Union, poor junior management, poor semi professional league, few players and needing agreement with NZRU & SARU coupled with poor player numbers mean at a national level union struggles, only at an international level does union win over the AFL & NRL.
Finally I will get to the future, AFL has no other country chasing its best players and therefore will keep them, but is limited in expanding to NSW & QLD, with some distant hope there may be some Irish connection to provide the missing link in its package.
Union has its players being chased by NH clubs, money will win out, players will vote for the money. Union player base is so poor and the expectation of union followers is such having sub standard players could hurt union.
NRL to PNG, NZ, Northern Territory and WA, and involved in an all out war with the AFL and NH wages the future looks less than what it is today.

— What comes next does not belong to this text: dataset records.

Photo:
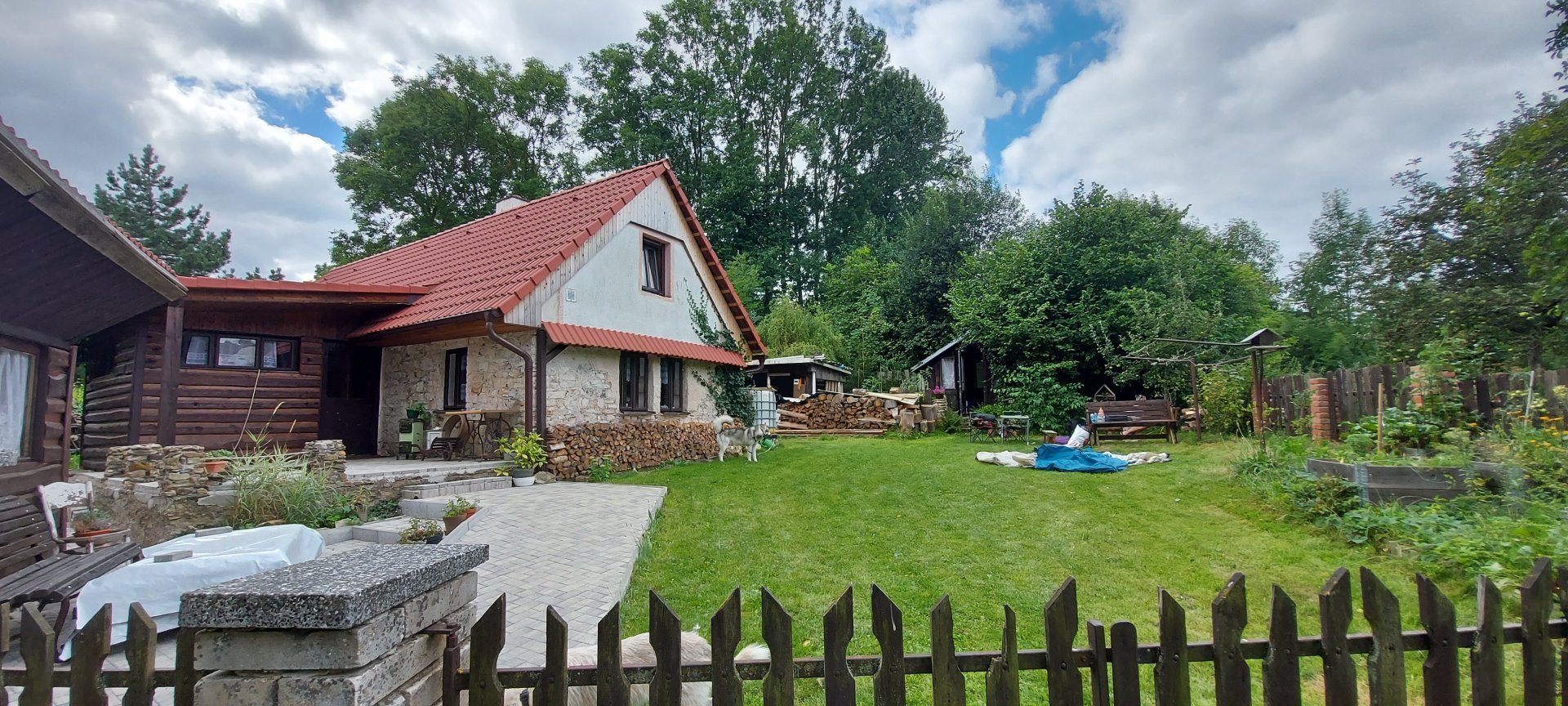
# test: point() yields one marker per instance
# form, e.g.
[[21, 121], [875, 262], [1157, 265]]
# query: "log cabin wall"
[[216, 409]]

Football, women’s league, youth league, grow the A-League to 12 teams, grown the B-League to 10 teams, develop the state leagues for a future FA cup style format, youth league, at club level the Asian Champions league, at national level Asian cups and world cups. Also as funds increase so to will the player quality so the overall standard of play will improve and less players will go overseas.
My final call is the AFL to be the top code and stronger within 10 years, union to be struggling and falling behind, NRL interesting I think will expand to PNG and this may save it in the local sense but will be about the same or less. Football catching and passing AFL and somewhere between 15 and 35 years out.